Build a Real-Time RAG Pipeline with Streaming SQL

Build a Real-Time RAG Pipeline with Streaming SQL

·

13 min read

Introduction

Your RAG application answers questions about products, but the prices it quotes are from last night's batch run. A customer asks about availability, and the system confidently recommends an item that sold out three hours ago. The LLM response is fluent, well-structured, and completely wrong.

This is the core failure mode of batch-oriented RAG pipelines. The retrieval layer serves stale context, and no amount of prompt engineering can fix data that was outdated before the query arrived. For any domain where facts change throughout the day (inventory, pricing, policy documents, support tickets), a real-time RAG pipeline is not optional. It is a correctness requirement.

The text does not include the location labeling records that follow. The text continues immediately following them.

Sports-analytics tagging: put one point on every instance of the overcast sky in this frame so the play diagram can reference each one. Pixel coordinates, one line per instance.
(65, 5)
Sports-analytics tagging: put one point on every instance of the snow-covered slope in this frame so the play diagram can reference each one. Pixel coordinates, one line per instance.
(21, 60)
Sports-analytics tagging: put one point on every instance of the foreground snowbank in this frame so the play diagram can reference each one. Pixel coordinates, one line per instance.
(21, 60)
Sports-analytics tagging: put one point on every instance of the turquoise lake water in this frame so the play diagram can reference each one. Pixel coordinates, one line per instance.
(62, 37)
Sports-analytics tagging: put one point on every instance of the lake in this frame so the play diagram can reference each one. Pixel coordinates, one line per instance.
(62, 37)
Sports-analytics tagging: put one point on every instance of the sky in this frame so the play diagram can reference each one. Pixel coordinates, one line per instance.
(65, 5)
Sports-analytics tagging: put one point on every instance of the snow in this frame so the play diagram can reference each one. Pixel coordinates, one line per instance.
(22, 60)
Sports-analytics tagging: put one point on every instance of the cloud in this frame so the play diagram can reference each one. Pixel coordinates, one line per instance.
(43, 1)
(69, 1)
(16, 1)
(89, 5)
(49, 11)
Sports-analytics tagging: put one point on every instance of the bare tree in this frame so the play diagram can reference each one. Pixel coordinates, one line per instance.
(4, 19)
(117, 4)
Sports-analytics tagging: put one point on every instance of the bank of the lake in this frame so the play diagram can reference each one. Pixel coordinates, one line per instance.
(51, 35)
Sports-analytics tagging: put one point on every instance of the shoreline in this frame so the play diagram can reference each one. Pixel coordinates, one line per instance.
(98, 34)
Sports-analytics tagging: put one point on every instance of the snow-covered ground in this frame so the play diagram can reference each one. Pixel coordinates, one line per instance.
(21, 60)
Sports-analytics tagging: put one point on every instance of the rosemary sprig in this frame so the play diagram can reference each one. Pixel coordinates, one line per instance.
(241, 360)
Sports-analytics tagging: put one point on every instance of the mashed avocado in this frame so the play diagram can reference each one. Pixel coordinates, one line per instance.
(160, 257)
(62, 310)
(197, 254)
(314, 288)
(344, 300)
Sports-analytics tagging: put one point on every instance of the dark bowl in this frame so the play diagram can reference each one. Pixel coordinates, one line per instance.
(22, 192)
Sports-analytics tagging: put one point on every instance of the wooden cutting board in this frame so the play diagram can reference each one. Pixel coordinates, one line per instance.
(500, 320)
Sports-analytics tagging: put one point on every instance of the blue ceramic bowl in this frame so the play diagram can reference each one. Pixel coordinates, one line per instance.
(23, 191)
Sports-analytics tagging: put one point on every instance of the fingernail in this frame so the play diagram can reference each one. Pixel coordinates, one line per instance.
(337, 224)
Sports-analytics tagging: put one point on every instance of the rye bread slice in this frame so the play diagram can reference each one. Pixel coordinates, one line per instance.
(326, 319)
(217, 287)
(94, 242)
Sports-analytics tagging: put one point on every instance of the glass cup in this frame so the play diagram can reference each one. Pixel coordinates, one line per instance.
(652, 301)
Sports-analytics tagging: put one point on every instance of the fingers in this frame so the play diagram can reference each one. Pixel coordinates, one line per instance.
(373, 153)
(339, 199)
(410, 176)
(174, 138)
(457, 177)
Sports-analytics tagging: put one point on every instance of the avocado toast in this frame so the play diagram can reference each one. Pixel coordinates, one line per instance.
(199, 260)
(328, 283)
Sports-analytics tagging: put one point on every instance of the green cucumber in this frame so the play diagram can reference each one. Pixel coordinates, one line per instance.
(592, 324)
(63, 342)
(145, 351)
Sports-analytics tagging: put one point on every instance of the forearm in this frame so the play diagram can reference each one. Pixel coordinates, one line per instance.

In this guide, you will build a production real-time RAG pipeline using streaming SQL in RisingWave. You will capture changes from your operational database via CDC, transform and enrich the data with materialized views, and sink fresh structured attributes to a vector database. Every code example targets RisingWave v2.8 and uses verified syntax from the official documentation.

Why Do Static RAG Pipelines Produce Stale and Inaccurate Results?

A static RAG pipeline is one where documents are embedded once during an indexing job and stored in a vector database. The retrieval layer searches those embeddings at query time, but the underlying data may have changed hours or days ago. This gap between the source of truth and the retrieval index is the root cause of stale RAG responses.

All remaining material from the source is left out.